An 27 Standorten deutschlandweit, Hamburg natürlich ausgeschlossen. Kann´ste googlen, Hartmut.


----------



## Rebecca Hoffmann (4. November 2019)

yukonjack schrieb:


> Ist die An/Abreise und 1x Übernachtung mit drin ?



Selbstverständlich nicht


----------



## yukonjack (4. November 2019)

Das ist schade.


----------



## Anglerboard Redaktion (8. November 2019)

Das Gewinnspiel ist beendet! 

Das sind unsere glücklichen Gewinner: 
@Keith84 
@eden 
@Angelfisk2019 
@Schodde (1x3 Tickets)

Meldet euch via Unterhaltung bei mir bis spätestens Sonntag. Die Tickets bekommt ihr per Post zugestellt. Ich brauche also eure Adressen.


----------



## eden (11. November 2019)

Vielen herzlichen Dank! Adresse habe ich per Email geschickt


----------



## Keith84 (11. November 2019)

DAAANKE!


----------



## Anglerboard Redaktion (11. November 2019)

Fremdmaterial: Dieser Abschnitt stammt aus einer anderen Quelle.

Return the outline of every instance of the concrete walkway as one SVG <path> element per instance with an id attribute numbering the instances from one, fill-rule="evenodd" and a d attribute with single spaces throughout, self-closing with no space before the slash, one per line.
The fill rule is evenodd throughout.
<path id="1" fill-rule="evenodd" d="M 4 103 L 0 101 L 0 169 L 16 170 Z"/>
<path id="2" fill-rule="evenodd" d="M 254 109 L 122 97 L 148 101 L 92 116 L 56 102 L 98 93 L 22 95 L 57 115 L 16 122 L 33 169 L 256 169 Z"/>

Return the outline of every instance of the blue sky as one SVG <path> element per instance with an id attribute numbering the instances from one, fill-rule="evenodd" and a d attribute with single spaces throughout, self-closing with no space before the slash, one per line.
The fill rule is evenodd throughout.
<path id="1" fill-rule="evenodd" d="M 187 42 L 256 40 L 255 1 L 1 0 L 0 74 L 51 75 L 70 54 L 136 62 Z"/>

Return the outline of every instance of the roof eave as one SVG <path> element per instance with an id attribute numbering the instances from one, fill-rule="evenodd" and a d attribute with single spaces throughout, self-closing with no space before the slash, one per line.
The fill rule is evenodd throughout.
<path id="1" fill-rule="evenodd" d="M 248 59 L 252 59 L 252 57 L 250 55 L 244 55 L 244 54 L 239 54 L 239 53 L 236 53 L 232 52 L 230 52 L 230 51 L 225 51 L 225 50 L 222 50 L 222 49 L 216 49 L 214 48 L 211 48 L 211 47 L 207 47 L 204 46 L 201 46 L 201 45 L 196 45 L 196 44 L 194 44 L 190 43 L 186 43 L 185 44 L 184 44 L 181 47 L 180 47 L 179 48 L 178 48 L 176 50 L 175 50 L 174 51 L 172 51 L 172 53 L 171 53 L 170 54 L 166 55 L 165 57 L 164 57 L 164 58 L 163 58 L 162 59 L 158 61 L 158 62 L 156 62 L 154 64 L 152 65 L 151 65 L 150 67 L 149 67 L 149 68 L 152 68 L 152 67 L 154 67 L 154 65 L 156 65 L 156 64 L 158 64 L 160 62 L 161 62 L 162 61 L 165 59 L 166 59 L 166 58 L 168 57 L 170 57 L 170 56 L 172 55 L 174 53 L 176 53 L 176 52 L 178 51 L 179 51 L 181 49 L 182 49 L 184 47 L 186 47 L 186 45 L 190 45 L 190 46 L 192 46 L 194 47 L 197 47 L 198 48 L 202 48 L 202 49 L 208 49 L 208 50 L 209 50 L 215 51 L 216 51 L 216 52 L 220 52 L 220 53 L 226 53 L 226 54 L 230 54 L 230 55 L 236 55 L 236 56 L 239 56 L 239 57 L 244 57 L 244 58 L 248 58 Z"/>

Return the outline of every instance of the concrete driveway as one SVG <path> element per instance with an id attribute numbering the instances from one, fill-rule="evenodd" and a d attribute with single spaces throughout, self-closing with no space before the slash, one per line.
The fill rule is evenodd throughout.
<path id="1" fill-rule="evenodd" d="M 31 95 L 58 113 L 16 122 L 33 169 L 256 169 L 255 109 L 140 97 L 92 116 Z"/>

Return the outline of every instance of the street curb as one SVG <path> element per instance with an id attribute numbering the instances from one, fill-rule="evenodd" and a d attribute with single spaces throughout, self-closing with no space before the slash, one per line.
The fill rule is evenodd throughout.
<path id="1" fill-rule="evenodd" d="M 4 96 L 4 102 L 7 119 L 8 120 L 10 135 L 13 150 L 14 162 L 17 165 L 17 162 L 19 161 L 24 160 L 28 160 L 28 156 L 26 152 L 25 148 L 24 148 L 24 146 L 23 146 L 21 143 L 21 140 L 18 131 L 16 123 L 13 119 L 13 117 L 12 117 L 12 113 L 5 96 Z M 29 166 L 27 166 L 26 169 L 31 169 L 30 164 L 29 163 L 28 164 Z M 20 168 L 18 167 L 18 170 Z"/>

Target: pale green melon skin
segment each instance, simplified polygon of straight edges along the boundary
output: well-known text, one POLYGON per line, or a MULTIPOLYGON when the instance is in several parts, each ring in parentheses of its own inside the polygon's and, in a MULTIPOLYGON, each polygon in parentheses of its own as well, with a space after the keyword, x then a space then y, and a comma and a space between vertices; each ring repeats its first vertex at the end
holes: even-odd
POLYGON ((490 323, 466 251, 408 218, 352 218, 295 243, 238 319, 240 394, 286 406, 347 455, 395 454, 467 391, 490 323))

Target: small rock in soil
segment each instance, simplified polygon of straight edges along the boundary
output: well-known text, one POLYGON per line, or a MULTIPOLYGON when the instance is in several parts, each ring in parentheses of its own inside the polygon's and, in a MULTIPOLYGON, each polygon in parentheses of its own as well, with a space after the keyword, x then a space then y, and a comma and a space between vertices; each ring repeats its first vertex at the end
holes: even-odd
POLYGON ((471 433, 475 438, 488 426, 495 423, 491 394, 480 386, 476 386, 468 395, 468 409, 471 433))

@Keith84, @eden und @Schodde: Eure Mails habe ich erhalten. Die Tickets mache ich heute fertig, dann gehen sie auch gleich raus. 

Zu meinem "Erledigt-Glück" fehlt mir jetzt nur noch @Angelfisk2019! Du hast noch bis Mittag Zeit, dich bei mir zu melden. Ansonsten gehen die zwei Freikarten an den nächsten Boardie.


----------



## Anglerboard Redaktion (11. November 2019)

Boardie Angelfisk2019 hat sich nicht mehr bei mir gemeldet. Das heißt, es sind zwei Freikarten für die AngelWelt Berlin übrig. 

@summa4ever, du bist unser nächster glücklicher Gewinner. Interesse? Dann meld dich via Unterhaltung bei mir. Du hast Zeit bis morgen 8 Uhr.


----------



## summa4ever (11. November 2019)

Vielen Dank, ich habe mich sehr gefreut, muss aber leider passen. Übers We sind andere Pläne geschmiedet und das betreffende Wochenende verplant worden. Viel Spaß dem nächsten glücklichen Gewinner!


----------